CS194-26 Project 2

Kevin Shi

Overview

This project consists of multiple parts, and is an exploration of multiple filters and their applications to image sharpening, blending, rotation, and human vision.

Part 1: Fun with Filters

Part 1.1: Finite Difference Operator

Here we work with finite difference operators dx and dy to find the edges of the image.

We have a lot of noise in this image and it is very difficult to remove. Removing the noise also removes a lot of the actual edges. I went through multiple thresholds to find a good compromise between edges and noise, eventually landing on 0.21

Part 1.2: Derivative of Gaussian (DoG) Filter

Here we work with guassian filter to blur the image to get rid of noise. Then afterwards derive to get cleaner edges.
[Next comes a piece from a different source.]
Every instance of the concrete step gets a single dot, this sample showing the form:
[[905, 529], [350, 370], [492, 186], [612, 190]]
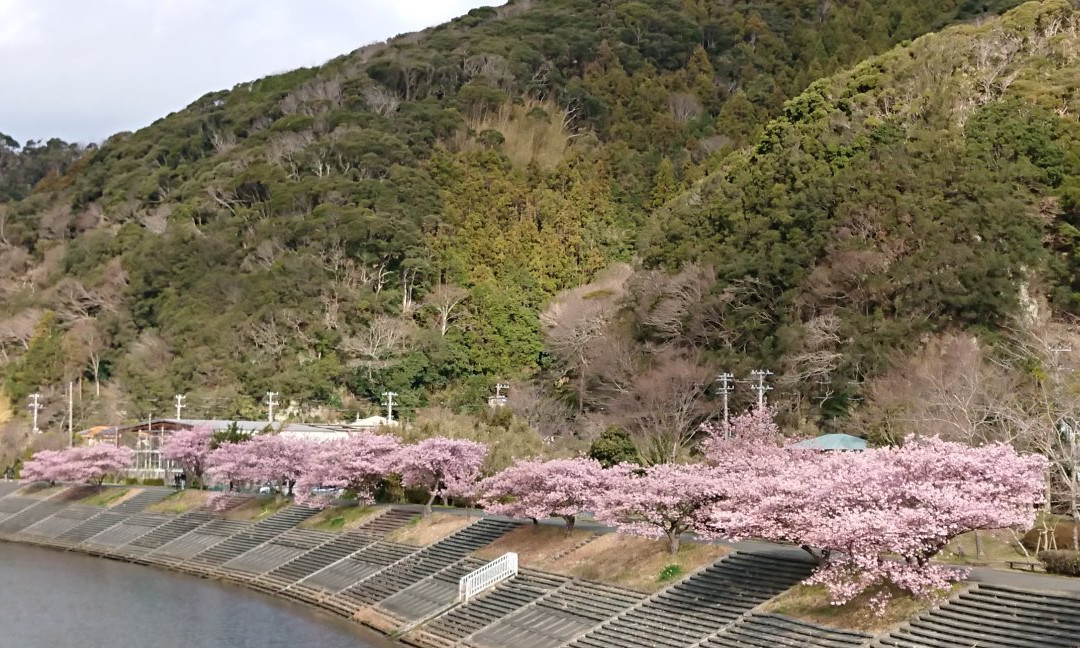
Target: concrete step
[[778, 631], [995, 617], [701, 605]]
In this below example we guassian blur first with a kernel size of 20 and a sigma value of 3. As you can see, this removes a lot of the noise so that we can have a lower threshold value of 0.018. We can also see that this makes the lines fatter, which happens because we are also blurring the edges, making them thicker.

We then convolve the gaussian kernel and the finite difference kernel first before then convolving with the image. This yields no difference between the outputs because convolution is associative. This however should run faster because the convolution between the smaller kernels is done first.

Part 1.3: Image Straightening

Here we attempt to rotate an image to be straight and upright automatically. We do this through the assumption that most of the edges in an image are vertical and horizontal.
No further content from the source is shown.